How much pounding to exert to make it fluffy yet dense is a trade secret, though.
The second secret is its name. Benggali bread does not come from Bengal. In fact, it has nothing to do with Bengal. It comes from Penang.
S. Mohamed Ismail, an Indian Muslim from Madras, India, started a bakery in George Town in 1928 to make this bread.
He was said to have formed a joint venture with his friends to start it up. He called it “panggali” bread.
In Tamil, “panggali” means shareholder or kin.
Over time, people forgot that it was “panggali” bread.
Somewhere along the market penetration process, the vibrant and multiracial fabric of pre-Independence society in Penang fell in love with this bread and they decided to make life easier for everyone by simply calling it Benggali bread.
Here is the final secret.
Mohamed Ismail’s wife was S.M. Shaharom Bee, the youngest sister of S.M. Zainul Abidin (1898-1969), who founded Umno with a few friends in 1946 when he was 48 years old. He became the party’s permanent chairman in 1948.
Zainul Abidin taught for 20 years at Penang Free School before becoming the headmaster of Francis Light School. He taught Tunku Abdul Rahman Putra Al-Haj and former Penang Chief Minister Tun Dr Lim Chong Eu too.
He was a teacher, scoutmaster, headmaster, politician and writer.
He became Penang’s Southwest Member of Parliament (Balik Pulau today) in 1955 in the first Malayan Parliament elections after the Tunku invited him to contest.
The Tunku offered him the post of Education Minister, but he declined because it was said he did not want to leave Penang.
Being brother-in-law to the owner of one of the most popular bakeries in town must have been good in one way or another. Zainul Abidin was already 30 when Benggali bread first hit the streets of Penang, but all trace of this connection seems to have gone missing.
Could loaves of freshly baked Benggali bread with mutton curry been the regular fare in those long-ago Umno meetings during the struggle for Independence?
This bread is still baked in that same colonial shop house in Transfer Road. Many parts of the original architecture are still evident inside despite the commercial ovens and stainless steel racks.
The bread recipe remains largely intact, but the blood ties of Mohamed Ismail to Benggali bread is long gone.

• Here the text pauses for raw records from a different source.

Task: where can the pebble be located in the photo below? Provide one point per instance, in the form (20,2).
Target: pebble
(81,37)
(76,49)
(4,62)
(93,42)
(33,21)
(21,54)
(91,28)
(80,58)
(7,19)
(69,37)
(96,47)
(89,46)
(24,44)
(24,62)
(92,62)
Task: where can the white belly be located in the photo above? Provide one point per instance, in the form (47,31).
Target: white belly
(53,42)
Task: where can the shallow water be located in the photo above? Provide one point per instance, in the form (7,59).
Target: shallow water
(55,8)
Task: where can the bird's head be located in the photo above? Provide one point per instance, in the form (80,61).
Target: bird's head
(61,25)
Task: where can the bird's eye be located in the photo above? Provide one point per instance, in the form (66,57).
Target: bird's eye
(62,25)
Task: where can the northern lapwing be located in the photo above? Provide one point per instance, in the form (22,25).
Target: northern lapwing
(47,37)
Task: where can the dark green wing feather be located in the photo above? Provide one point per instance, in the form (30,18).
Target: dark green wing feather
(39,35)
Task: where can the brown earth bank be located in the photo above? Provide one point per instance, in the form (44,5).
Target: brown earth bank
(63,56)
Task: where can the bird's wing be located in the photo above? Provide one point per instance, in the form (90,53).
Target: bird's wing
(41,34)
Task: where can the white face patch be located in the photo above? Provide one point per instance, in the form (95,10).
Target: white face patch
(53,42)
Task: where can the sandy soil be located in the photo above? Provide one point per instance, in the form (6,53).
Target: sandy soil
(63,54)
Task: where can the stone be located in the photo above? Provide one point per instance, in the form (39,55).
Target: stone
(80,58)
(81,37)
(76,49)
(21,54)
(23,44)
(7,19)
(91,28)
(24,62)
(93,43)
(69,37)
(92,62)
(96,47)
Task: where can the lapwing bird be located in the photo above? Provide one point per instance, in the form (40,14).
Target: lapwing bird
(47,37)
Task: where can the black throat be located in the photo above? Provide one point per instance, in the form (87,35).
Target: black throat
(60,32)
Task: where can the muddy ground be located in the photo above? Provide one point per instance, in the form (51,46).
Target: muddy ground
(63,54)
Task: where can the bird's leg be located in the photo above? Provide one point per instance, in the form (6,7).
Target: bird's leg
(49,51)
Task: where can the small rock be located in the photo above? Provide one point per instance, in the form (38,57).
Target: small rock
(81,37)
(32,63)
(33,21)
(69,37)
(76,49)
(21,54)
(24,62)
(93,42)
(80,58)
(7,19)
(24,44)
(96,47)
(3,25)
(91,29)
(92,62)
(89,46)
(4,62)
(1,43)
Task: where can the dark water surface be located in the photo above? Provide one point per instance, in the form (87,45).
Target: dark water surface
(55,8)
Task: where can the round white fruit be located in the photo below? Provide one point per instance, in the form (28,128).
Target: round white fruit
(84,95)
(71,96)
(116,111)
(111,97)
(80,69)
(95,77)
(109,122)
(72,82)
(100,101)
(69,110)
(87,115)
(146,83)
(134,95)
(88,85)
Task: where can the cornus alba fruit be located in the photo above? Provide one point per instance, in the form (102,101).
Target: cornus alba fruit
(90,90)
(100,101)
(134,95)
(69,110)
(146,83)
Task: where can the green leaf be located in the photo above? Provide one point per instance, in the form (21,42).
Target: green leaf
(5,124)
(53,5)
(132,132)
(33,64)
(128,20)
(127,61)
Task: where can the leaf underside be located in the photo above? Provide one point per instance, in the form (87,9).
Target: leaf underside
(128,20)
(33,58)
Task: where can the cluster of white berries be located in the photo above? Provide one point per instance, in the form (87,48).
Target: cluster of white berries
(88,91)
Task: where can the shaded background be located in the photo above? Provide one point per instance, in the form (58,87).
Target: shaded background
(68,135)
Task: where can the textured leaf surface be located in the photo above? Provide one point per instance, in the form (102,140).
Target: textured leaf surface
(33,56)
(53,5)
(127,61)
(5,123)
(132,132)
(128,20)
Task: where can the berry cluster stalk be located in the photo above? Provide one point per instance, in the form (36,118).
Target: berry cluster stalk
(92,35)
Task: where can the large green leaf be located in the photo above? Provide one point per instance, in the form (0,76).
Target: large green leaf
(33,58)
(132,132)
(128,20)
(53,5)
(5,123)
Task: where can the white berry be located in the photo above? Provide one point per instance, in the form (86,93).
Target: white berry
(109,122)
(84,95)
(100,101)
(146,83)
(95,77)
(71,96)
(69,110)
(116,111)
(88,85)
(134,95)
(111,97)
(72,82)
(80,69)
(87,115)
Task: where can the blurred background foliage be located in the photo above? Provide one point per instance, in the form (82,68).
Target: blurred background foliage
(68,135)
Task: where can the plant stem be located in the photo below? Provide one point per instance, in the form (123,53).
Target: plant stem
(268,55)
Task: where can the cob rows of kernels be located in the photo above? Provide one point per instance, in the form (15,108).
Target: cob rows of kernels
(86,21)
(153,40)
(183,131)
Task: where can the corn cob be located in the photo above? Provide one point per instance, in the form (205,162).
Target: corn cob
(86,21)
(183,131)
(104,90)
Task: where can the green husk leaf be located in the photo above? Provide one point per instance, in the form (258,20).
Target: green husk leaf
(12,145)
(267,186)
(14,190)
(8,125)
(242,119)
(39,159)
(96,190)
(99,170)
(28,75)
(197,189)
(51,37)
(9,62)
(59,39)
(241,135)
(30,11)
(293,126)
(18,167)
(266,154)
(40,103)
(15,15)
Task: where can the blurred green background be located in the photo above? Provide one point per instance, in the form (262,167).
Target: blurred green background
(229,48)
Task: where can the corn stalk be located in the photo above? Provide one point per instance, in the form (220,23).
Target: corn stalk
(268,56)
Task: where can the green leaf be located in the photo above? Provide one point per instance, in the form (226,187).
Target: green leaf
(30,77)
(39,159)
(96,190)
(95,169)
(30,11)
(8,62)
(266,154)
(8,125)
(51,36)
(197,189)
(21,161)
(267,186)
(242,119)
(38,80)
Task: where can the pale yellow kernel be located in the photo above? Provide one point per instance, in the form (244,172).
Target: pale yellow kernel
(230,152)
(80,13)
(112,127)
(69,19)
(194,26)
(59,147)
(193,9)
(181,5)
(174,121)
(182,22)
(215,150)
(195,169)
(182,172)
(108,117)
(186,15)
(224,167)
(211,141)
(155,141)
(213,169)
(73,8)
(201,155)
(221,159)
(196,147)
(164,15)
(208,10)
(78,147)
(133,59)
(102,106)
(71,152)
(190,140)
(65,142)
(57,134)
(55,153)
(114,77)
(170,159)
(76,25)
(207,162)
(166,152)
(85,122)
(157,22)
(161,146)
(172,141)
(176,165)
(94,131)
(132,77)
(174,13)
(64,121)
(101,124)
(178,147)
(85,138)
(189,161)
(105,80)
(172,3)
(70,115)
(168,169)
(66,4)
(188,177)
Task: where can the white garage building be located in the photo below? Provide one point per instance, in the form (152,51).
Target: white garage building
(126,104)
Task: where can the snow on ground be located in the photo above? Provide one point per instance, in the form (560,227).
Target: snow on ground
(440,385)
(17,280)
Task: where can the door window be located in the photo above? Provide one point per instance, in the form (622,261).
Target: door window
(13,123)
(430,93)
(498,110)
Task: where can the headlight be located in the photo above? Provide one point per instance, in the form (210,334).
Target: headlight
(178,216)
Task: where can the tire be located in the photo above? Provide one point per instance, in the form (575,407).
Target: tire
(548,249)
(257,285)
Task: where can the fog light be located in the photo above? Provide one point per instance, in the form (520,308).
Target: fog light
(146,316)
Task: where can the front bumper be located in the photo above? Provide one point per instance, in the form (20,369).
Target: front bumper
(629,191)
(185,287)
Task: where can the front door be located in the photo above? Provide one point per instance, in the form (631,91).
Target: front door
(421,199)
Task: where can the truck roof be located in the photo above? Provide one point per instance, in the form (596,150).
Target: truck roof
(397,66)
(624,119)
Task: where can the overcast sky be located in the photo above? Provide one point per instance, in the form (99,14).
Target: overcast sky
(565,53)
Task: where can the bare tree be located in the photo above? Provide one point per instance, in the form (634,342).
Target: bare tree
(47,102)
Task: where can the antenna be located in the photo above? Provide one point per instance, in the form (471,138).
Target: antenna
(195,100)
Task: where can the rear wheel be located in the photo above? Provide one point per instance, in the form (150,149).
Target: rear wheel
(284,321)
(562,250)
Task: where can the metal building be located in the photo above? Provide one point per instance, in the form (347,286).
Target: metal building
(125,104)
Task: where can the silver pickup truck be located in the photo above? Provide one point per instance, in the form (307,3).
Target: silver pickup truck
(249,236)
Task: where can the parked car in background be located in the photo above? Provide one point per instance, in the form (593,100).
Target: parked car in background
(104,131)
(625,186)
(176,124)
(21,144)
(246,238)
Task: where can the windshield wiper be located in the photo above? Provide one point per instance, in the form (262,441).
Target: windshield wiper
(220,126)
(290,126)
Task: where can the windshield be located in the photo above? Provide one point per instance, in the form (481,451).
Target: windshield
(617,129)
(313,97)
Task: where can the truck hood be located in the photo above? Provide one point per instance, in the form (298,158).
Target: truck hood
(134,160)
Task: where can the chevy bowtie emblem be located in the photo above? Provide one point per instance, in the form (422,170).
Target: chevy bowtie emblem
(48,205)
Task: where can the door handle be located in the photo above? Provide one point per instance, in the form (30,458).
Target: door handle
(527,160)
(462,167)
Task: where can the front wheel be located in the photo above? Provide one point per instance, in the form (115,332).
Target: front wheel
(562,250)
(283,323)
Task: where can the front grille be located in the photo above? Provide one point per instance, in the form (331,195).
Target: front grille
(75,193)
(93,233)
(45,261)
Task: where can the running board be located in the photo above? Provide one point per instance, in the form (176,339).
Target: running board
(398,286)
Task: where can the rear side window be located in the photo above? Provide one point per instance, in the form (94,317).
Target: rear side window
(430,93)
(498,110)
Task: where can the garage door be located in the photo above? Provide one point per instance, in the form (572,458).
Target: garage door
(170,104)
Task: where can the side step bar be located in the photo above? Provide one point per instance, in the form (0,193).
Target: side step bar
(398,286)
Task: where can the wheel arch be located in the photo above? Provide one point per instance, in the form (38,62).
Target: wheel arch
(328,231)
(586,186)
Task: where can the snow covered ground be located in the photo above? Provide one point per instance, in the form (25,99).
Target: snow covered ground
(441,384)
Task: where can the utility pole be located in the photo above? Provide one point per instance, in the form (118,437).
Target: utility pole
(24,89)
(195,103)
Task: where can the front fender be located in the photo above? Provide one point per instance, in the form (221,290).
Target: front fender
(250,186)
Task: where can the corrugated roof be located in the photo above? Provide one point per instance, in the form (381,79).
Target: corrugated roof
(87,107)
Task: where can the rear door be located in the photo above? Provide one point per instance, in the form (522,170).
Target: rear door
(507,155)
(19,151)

The company name went from being British Malaya Bakery to Malaya Bakery to Ismalia Bakery before it closed down for nearly 10 years.
In 2007, a new group of bakers reopened the same premises with the name Maliia Bakery.
Its chief executive officer M. Kumaresan Mariadas said that since the takeover almost a decade ago, the current management has introduced a variety of Benggali bread but their customers would always opt for the original version.
“Between 2012 to 2013, we introduced wholemeal, chocolate and charcoal Benggali bread but the classic white one is still the most popular.
“Customers occasionally try the other flavours but they always go back to the classic,” he added.
He said that outside of Penang, the company distributes to Kuala Lumpur, Selangor and Negeri Sembilan.
Benggali bread was sold on bicycles and carts in the old days, but Maliia Bakery now has a fleet of 20 food trucks and numerous vendors on motorcycles throughout Malaysia.